In a new version of the UN Security Council (UNSC), the world agrees that each region should have one permanent seat (with limited and controlled veto powers) and that only China, India, and the United States will have unlimited veto powers. The regions vested with veto powers in the UNSC are the African Union, ASEAN+4, the European Union, the Arab League, the Latin American Union, and the Central Asian Caucus (including Turkey and Iran). The council now has 9 permanent members (instead of 15); this new council declares its determination to put global issues ahead of regional and national interests. The UN General Assembly becomes a true global parliament, with each country represented by three votes: the government, civil society, and the private sector. Majority decisions must be adopted by majorities in all three sectors. The UN also creates a new Council of Civilizations to promote understanding across civilizations.

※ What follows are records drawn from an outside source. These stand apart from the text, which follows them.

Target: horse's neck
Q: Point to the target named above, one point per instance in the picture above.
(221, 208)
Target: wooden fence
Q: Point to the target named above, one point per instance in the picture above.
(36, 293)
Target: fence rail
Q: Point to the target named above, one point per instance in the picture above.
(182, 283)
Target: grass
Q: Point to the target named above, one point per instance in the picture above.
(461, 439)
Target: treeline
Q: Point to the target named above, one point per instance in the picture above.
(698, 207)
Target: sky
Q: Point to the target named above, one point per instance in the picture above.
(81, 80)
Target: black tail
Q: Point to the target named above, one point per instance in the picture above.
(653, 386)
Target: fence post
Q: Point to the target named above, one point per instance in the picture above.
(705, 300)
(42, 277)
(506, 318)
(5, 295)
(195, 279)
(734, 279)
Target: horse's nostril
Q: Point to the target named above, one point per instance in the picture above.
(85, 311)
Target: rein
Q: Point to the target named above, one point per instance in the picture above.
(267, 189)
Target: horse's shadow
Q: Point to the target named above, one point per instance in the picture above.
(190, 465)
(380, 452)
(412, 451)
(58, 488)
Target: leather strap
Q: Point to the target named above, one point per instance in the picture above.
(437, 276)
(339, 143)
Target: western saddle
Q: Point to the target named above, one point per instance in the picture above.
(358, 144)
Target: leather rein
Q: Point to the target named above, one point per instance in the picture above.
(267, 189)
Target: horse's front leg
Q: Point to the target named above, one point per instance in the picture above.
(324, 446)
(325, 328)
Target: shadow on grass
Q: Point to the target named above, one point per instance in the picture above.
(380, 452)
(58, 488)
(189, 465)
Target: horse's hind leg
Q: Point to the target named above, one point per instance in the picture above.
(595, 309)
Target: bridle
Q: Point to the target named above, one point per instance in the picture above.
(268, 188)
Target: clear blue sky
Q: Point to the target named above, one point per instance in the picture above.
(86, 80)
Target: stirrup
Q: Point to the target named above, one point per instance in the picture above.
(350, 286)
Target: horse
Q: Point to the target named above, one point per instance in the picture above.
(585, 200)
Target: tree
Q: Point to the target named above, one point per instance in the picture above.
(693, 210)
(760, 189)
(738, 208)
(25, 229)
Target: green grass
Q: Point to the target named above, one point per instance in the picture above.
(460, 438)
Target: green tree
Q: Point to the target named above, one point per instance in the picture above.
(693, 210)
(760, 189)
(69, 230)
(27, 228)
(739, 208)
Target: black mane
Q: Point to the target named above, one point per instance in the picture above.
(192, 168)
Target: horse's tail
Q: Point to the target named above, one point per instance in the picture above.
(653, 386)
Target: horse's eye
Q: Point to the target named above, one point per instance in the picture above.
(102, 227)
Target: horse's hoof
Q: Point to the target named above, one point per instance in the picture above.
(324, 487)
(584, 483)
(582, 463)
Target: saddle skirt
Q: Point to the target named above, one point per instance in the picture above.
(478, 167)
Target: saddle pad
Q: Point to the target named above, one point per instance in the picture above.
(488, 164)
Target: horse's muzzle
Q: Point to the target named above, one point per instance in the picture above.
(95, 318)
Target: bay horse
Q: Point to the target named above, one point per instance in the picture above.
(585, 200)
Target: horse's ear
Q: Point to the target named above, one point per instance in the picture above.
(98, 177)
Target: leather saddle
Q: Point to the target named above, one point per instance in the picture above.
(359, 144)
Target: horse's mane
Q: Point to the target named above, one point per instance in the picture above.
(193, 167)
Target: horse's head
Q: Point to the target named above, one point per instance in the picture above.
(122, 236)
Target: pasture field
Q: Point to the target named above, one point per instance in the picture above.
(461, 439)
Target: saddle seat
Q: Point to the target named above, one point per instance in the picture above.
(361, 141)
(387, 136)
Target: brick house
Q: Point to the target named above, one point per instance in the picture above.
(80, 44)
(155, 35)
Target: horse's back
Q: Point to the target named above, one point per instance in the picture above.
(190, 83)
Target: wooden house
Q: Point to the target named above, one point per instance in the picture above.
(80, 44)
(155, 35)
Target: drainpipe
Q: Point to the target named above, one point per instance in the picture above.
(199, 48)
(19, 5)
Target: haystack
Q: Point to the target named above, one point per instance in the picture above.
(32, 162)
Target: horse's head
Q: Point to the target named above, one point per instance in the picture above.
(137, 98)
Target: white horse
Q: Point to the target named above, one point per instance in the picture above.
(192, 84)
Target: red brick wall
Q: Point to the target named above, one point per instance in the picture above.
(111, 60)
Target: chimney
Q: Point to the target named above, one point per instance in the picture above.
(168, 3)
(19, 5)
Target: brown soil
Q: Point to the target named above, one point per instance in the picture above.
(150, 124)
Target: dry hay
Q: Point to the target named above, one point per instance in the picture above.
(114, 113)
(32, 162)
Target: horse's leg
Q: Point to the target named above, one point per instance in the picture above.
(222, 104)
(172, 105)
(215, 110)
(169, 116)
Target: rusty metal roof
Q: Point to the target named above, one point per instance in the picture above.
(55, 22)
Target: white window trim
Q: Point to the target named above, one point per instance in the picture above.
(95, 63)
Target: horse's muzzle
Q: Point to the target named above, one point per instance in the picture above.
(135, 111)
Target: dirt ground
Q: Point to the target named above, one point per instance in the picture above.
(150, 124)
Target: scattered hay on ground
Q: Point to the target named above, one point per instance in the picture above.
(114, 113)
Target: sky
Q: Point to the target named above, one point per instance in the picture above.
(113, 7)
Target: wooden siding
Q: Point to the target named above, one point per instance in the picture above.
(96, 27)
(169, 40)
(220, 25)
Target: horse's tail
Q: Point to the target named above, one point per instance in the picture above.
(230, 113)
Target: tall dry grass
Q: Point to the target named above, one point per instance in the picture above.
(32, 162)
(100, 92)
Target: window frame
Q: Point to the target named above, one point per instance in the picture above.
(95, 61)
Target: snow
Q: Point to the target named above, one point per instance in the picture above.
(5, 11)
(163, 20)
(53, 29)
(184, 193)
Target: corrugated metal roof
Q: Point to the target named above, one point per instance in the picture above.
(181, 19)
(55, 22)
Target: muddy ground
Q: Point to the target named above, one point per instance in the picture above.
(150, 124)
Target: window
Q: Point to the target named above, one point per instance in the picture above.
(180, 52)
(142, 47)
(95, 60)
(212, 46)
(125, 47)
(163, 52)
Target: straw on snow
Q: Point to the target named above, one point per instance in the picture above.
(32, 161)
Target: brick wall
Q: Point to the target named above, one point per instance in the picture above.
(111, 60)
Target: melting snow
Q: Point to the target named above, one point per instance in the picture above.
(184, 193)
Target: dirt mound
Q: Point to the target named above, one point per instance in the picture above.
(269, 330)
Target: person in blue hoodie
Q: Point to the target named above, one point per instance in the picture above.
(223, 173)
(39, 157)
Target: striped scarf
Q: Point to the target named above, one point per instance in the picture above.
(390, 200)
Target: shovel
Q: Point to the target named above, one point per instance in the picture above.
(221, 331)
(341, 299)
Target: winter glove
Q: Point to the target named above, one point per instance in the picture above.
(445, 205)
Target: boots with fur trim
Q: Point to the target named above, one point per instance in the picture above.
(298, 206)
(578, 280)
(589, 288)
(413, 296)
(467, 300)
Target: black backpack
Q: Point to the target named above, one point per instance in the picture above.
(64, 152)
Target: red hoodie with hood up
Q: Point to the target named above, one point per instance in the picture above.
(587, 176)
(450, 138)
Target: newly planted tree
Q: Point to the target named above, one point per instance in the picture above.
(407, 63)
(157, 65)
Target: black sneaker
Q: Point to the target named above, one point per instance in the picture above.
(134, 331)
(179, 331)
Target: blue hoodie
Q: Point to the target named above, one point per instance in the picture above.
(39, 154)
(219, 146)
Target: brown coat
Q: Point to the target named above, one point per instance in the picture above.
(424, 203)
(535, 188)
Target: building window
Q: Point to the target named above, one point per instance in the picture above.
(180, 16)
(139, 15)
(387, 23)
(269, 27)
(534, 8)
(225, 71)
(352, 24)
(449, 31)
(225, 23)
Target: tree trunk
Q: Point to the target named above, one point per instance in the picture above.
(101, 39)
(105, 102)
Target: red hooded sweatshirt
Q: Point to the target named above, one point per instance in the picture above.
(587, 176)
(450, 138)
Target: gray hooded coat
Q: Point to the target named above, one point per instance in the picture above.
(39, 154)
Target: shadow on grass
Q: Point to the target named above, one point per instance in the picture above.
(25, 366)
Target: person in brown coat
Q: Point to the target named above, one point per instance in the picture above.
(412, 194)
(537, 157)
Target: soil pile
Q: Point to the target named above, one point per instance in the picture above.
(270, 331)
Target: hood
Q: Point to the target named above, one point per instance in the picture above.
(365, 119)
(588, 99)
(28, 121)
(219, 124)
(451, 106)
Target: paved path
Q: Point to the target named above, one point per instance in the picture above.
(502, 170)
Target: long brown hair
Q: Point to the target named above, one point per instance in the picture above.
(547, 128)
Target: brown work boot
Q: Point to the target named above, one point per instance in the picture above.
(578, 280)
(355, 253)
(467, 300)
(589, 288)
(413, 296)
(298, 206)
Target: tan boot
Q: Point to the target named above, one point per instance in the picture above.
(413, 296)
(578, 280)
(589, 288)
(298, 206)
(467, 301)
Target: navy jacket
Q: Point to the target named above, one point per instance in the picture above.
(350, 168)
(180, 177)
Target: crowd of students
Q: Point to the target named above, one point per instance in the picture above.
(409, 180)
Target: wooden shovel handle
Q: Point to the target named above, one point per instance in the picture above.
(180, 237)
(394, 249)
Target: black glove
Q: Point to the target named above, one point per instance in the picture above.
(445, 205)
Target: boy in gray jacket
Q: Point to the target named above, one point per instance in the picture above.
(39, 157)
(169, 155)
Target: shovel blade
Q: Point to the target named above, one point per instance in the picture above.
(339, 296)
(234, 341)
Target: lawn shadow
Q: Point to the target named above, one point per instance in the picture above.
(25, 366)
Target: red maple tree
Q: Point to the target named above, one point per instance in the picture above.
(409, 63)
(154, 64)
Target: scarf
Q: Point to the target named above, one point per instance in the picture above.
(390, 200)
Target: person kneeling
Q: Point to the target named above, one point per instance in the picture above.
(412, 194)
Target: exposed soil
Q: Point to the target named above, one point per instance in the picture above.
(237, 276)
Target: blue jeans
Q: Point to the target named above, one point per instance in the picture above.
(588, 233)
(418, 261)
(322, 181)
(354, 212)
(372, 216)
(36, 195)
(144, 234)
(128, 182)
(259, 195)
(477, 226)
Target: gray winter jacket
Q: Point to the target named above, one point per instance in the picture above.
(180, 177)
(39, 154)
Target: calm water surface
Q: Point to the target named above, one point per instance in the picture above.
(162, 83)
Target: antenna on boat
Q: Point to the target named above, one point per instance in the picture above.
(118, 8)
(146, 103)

Western universities now complement the study of the great Greek and Roman thinkers with those from China, India, and the Islamic world. The Asian universities do the same. The mental framework of the world’s global elite is no longer dominated by Western thinkers. Instead, when they meet, the world’s leaders also speak of the caliphates and the Mughal rulers, the Tang dynasty, and the greatness of Genghis Khan.
These global developments lead to the eventual disappearance of interstate wars. Minor domestic insurgencies persist in the weaker states, but these do not threaten global peace and stability. The whole world is mesmerized by the prospect of a giant asteroid crashing to Earth in 2050, drawing humanity away from local or even national focuses. All this leads to a greater sense of common humanity, with all civilizations and societies declaring that they should focus on their future survival, not past discords. National anthems are done away with in favor of one common ode to humanity. The survival of the human race and planet Earth become the number one preoccupation of all humanity, and all past divisions now seem strange and irrelevant.